Banquet the British. Leeming's first--and last--action as a belligerent in World War II was to throw -L-250,000 (then about $1,000,000) into the Mediterranean Sea one day in 1940. A few moments later, the R.A.F. payroll plane in which he was a passenger crashed in Sicily, and Leeming was made prisoner along with the late Air Marshal Owen Tudor Boyd.
No doubt Leeming had it better because he kept company with air marshals, but he gives the main credit for his gracious treatment to the superb natural manners of the Italian people, who, says Leeming, liked the British almost as much as they disliked the Germans. The first action of the Italians was to give a small banquet in honor of their prisoners. Boyd and Leeming were then installed in a large mansion in Catania. Distressed by their bad luck in being captured, the commanding general took them for an occasional cheering spin through the vicinity in his car. At their next place of detention, a villa near Sulmona, they were allowed to stroll at pleasure through the countryside, guards at a polite distance. During these walks the local peasants would invite them in for a glass of wine.
Guard the Clothes. Boyd and Leeming were soon joined by several tons of British brass (including Lieut. General Philip Neame and Major General Adrian Carton de Wiart). As the war went on, discipline was formalized--by Italian standards. For example, since none of the Italian garrison knew how to assemble a new machine gun, the British prisoners were asked to assist; the British obliged, thoughtfully omitting to install several vital parts. When the captives were taken on a picnic, the Italian officers and guards joined them for a swim, leaving a British general on shore to guard the clothes and the small arms.
Attempts to escape were punished with the utmost severity conceivable to the commandant: they were denounced as "discourteous." And a British general caught hanging over the wall on a rope was reprimanded by the guard who spotted him: "No, no, my General!

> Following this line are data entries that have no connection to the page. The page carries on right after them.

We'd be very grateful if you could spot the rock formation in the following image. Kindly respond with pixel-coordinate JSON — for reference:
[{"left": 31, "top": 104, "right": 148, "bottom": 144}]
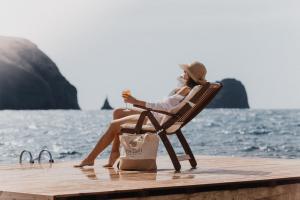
[
  {"left": 208, "top": 78, "right": 249, "bottom": 108},
  {"left": 101, "top": 97, "right": 113, "bottom": 110},
  {"left": 0, "top": 36, "right": 79, "bottom": 110}
]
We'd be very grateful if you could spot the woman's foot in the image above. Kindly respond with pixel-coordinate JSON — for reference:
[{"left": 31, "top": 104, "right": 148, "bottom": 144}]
[
  {"left": 103, "top": 152, "right": 120, "bottom": 167},
  {"left": 74, "top": 160, "right": 94, "bottom": 167}
]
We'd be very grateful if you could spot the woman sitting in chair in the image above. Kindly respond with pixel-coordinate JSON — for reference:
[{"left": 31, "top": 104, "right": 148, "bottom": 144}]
[{"left": 74, "top": 62, "right": 206, "bottom": 167}]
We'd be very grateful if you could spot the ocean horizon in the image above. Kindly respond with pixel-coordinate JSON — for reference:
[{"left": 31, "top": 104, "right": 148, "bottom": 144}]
[{"left": 0, "top": 109, "right": 300, "bottom": 164}]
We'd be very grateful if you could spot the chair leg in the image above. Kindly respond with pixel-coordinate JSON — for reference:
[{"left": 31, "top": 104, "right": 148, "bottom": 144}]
[
  {"left": 159, "top": 131, "right": 181, "bottom": 171},
  {"left": 176, "top": 130, "right": 197, "bottom": 168}
]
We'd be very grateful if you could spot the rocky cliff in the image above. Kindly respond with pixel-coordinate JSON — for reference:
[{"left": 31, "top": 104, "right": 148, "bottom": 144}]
[
  {"left": 208, "top": 78, "right": 249, "bottom": 108},
  {"left": 0, "top": 36, "right": 79, "bottom": 109}
]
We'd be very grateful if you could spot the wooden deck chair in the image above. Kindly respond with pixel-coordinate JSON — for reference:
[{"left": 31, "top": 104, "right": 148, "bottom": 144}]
[{"left": 121, "top": 82, "right": 222, "bottom": 171}]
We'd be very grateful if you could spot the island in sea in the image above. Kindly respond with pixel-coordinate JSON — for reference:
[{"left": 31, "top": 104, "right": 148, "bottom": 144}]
[
  {"left": 207, "top": 78, "right": 249, "bottom": 108},
  {"left": 0, "top": 36, "right": 80, "bottom": 110},
  {"left": 0, "top": 36, "right": 249, "bottom": 110}
]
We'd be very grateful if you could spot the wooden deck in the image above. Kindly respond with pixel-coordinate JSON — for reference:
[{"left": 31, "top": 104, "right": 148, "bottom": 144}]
[{"left": 0, "top": 156, "right": 300, "bottom": 200}]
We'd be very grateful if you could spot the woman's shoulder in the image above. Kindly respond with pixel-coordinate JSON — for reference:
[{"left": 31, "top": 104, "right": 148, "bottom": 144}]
[{"left": 176, "top": 86, "right": 191, "bottom": 96}]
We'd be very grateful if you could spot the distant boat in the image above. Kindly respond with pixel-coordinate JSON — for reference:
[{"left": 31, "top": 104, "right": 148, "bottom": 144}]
[{"left": 101, "top": 97, "right": 113, "bottom": 110}]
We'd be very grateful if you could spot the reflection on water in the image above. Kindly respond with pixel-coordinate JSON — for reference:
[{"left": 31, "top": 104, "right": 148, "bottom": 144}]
[{"left": 0, "top": 109, "right": 300, "bottom": 163}]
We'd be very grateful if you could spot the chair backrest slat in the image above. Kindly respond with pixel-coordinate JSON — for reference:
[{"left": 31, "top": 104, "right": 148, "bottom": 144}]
[{"left": 162, "top": 83, "right": 222, "bottom": 129}]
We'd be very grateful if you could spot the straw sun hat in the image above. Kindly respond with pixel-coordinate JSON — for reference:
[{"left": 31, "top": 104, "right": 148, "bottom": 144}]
[{"left": 179, "top": 62, "right": 207, "bottom": 85}]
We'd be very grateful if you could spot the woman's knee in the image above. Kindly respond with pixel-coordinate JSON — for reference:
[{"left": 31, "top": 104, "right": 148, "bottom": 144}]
[
  {"left": 110, "top": 120, "right": 121, "bottom": 130},
  {"left": 113, "top": 108, "right": 123, "bottom": 119}
]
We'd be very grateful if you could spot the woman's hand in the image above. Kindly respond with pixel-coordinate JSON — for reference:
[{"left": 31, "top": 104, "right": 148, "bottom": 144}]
[
  {"left": 122, "top": 94, "right": 138, "bottom": 104},
  {"left": 177, "top": 86, "right": 191, "bottom": 96}
]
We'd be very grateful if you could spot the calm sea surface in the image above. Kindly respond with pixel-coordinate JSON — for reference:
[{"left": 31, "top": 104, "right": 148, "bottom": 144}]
[{"left": 0, "top": 109, "right": 300, "bottom": 164}]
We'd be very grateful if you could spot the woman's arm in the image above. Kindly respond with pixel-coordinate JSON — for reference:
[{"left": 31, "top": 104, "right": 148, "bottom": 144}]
[
  {"left": 122, "top": 95, "right": 146, "bottom": 107},
  {"left": 122, "top": 86, "right": 190, "bottom": 111}
]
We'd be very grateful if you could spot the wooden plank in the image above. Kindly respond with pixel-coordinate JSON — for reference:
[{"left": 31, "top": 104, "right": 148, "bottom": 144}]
[{"left": 0, "top": 156, "right": 300, "bottom": 200}]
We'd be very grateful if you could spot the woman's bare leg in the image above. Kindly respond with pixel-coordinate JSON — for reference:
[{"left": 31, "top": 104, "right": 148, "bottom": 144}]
[
  {"left": 103, "top": 108, "right": 141, "bottom": 167},
  {"left": 74, "top": 108, "right": 139, "bottom": 167}
]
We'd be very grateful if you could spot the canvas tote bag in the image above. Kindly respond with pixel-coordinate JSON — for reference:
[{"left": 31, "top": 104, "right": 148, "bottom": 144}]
[{"left": 119, "top": 133, "right": 159, "bottom": 170}]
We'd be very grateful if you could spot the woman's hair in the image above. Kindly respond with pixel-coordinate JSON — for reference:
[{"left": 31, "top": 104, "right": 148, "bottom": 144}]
[{"left": 185, "top": 76, "right": 199, "bottom": 89}]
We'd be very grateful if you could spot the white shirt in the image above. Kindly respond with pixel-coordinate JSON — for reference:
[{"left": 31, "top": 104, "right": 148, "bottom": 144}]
[{"left": 146, "top": 94, "right": 185, "bottom": 122}]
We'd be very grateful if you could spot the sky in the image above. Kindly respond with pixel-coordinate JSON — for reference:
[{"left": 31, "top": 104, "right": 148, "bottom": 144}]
[{"left": 0, "top": 0, "right": 300, "bottom": 110}]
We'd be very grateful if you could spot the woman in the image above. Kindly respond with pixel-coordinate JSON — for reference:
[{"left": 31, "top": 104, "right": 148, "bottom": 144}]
[{"left": 74, "top": 62, "right": 206, "bottom": 167}]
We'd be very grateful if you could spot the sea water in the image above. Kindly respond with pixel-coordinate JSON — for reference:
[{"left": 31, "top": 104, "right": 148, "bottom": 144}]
[{"left": 0, "top": 109, "right": 300, "bottom": 164}]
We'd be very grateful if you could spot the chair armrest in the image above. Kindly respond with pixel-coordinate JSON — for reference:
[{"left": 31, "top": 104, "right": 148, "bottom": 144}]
[{"left": 133, "top": 105, "right": 176, "bottom": 117}]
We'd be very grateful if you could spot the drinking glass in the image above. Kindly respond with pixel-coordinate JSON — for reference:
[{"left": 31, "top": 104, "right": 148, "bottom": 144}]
[{"left": 122, "top": 89, "right": 131, "bottom": 111}]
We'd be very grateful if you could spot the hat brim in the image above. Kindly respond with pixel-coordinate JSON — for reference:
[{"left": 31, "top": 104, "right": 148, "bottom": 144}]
[{"left": 179, "top": 64, "right": 206, "bottom": 83}]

Please, no!"
Leeming himself was repatriated when he faked insanity with the help of the friendly Italian medical supervisor. Unthinkingly, he committed the "unforgivable crime" of speaking without an introduction to a fellow passenger on the train to London. "Really. Really. Quite," the man sputtered. There was "a look of absolute horror ... on his face," and he hid behind his newspaper. Flight Lieut. Leeming was back home, among the everyday severities of English freedom.